Topical ocular tacrolimus is effective at concentrations ranging from 0.003% to 0.1%21.
Lack of availability of the topical ocular calcineurin inhibitors in some parts of the world necessitates the use of compounding pharmacies to obtain the eyedrops.
The early use of calcineurin inhibitors prevents the development of severe complications.
Oral anti-histamine e.g., cetirizine or loratadine, may be helpful in treating VKC and especially AKC. It is especially helpful if there is concurrent rhinitis1.
Systemic immunotherapy should be considered under the supervision of an allergist or immunologist in recalcitrant cases22.
In severe cases oral steroids have been used23 but there are no randomized control trials for any systemic therapies for VKC24. There are reports of the use of systemic cyclosporine A and tacrolimus in cases of sever and recalcitrant atopic keratoconjunctivitis with ocular involvement25,26,27.
Recently, attention has turned to the use of Omalizumab28,29 a monoclonal chimeric anti-IgE antibody that binds to the Ce3 domain of free circulating IgE, inactivating immune complexes. It has been used in patients with eczema and asthma and so more likely to have been AKC related ocular disease. If a patient has VKC with severe asthma a pediatrician must be involved as such patients may require systemic steroids.
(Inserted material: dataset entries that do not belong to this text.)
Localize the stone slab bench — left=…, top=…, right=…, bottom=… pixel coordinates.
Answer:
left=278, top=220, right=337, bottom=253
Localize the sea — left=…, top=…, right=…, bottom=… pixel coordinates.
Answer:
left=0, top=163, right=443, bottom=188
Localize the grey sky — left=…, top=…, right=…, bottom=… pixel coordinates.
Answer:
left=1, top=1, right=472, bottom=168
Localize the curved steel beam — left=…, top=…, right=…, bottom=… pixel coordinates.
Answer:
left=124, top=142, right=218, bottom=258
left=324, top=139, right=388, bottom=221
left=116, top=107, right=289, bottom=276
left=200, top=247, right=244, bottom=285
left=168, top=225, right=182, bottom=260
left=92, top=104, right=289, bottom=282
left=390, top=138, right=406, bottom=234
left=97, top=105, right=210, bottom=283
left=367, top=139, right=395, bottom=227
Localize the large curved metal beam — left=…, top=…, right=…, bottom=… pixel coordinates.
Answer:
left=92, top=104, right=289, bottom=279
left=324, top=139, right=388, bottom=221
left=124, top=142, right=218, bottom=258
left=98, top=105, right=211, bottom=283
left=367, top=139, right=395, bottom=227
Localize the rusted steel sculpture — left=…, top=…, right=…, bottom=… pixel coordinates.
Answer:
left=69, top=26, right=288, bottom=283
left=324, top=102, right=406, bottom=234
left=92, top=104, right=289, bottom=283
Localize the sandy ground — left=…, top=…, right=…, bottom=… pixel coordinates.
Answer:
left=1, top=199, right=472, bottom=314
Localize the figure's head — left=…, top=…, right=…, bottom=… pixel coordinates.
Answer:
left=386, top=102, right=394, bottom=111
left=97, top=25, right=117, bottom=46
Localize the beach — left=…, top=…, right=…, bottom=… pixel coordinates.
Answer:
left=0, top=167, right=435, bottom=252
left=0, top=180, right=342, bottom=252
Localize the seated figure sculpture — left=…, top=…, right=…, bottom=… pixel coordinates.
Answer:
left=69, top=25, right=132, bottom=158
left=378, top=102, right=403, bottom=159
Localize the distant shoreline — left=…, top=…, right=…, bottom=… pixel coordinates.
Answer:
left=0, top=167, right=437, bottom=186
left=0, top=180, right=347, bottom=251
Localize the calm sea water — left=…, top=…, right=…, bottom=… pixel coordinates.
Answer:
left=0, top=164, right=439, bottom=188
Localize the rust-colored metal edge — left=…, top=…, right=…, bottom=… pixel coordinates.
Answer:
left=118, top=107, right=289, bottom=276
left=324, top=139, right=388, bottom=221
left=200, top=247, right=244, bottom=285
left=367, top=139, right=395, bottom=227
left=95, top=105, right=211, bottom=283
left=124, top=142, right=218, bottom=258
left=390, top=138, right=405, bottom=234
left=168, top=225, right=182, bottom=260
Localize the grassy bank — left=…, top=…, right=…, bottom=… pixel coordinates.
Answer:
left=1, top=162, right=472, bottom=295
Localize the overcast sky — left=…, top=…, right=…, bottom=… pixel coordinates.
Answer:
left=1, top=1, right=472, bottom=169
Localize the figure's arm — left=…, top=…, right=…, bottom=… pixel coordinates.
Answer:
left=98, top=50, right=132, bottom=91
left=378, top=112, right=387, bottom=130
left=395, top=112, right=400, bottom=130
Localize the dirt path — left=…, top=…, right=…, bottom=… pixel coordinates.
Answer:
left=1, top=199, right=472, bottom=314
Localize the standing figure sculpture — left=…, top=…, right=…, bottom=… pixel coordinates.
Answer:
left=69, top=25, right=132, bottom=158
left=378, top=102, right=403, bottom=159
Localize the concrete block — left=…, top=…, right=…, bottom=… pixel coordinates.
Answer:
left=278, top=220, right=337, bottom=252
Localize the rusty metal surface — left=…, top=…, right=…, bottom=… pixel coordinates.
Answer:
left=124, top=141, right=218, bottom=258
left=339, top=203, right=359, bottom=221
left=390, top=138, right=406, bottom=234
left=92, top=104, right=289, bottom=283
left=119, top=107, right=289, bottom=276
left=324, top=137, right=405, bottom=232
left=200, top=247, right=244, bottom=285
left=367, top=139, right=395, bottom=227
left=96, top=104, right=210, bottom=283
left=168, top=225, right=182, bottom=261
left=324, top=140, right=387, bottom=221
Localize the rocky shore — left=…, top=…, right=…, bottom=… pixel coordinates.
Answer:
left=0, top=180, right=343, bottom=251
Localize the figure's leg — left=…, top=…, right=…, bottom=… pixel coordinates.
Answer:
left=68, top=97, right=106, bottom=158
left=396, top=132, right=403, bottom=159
Giant papillae require may require supratarsal steroid injection with short and long acting steroids. In rare cases, giant papillae may be incalcitrant and may require surgical removal and amniotic membrane grafting.
A shield ulcer with no plaque in its base, needs management of the giant papillae. If a plaque is present, this must be peeled away which requires a general anesthesia in the paediatric patient.
Keratoconus is a vision threatening complication that may require collagen cross linking. and the severe complication of limbal stem cell deficiency (LSCD) may require a conjunctival limbal allograft30.